Bigloo, Scheme->C, Gambit, Elk or SCM can be used. The first three are better since a specialized interpreter may be built that contains a compiled Meroonet and compiled hygienic macros.
Upvotes: 2
Reputation: 11963
There's a lot of programs in there. I did a few tests to see how well I could answer this without having to try them individually. There are 131 files in the tarball with extension ".scm". However there appear to be Scheme programs with other extensions such as .bgl. So I did a search for files containing 'L i S P' in the first five lines. That yields 173 files.

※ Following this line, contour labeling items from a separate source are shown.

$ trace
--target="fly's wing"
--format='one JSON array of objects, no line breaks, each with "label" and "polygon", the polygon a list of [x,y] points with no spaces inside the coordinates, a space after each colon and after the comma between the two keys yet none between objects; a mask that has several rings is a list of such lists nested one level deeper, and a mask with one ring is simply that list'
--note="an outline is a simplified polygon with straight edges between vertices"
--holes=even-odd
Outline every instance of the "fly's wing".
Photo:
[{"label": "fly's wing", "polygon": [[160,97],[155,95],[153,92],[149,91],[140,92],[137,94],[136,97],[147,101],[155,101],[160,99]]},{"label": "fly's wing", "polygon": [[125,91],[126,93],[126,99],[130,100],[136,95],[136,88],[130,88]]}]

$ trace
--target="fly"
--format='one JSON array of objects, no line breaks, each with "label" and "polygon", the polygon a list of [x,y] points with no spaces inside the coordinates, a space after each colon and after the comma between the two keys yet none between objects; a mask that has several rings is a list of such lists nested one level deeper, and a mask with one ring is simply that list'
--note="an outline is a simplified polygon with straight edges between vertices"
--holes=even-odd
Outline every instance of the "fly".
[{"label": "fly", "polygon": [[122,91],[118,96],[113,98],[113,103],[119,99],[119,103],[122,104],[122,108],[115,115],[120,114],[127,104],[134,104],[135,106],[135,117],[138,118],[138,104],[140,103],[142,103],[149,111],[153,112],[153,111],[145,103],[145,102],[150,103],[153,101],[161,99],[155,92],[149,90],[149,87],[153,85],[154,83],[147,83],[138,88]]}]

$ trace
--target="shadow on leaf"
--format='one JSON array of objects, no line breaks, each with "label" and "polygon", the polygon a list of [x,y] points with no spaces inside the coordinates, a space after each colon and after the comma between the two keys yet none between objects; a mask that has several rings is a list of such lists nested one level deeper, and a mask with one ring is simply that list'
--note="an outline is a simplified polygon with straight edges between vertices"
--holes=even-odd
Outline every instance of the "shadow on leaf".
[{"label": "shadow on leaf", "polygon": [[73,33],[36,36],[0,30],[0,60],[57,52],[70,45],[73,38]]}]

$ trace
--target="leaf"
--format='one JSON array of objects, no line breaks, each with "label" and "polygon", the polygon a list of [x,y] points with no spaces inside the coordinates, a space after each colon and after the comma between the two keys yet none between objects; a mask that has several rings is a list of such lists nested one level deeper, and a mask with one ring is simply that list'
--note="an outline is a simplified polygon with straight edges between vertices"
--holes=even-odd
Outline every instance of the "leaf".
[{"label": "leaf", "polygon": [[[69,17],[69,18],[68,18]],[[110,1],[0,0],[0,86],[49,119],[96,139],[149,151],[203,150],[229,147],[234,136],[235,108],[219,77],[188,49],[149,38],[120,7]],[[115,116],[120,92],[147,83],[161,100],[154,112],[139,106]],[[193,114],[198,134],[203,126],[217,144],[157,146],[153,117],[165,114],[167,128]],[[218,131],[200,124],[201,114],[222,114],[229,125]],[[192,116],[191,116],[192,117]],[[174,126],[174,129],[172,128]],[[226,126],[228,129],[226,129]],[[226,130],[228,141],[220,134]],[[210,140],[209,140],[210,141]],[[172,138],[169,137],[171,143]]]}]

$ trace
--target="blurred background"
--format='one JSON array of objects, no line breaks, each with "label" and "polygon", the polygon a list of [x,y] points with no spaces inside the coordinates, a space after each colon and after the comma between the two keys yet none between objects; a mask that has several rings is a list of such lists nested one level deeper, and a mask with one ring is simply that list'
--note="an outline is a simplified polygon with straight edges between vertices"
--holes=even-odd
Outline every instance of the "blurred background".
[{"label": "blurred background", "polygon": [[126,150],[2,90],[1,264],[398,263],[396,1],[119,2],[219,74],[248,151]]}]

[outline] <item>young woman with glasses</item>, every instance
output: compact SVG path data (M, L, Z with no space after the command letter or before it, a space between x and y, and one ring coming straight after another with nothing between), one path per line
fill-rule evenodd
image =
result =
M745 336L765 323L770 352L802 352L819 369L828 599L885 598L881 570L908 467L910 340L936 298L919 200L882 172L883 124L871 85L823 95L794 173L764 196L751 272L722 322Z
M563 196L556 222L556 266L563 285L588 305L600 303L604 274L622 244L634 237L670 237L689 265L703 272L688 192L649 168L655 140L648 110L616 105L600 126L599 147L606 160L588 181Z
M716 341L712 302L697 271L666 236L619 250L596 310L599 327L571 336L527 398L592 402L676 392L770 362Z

I tried running all of these on my preferred Scheme implementation. 31 of these run without error. Almost all of these are in the "src" directory. So the language-specific programs really do seem language-specific. Let's look at one of the src/ files that failed, "chap9z.scm". It's choking on define-abbreviation
. I don't know the origin of this symbol, but it's not defined anywhere in guile. But all of its uses could be performed by guile's syntax-rules
.
Upvotes: 8
Reputation: 5053
Some Scheme implementations that existed in 1994 still are still around and maintained: Scheme 48, Chez Scheme, Gambit, Bigloo, MIT Scheme and SCM.
Probably the code from LiSP will run in other modern Scheme systems such as Guile or Larceny.
Personally, I would recommend using Racket. Most likely, much of the code will run in #lang racket
with no changes, and there's no requirement to use []
(but your code may be easier to read :). Things that don't work are probably easy to fix, and you can also use the R5RS language implementation provided by Racket which will likely work for all of the code.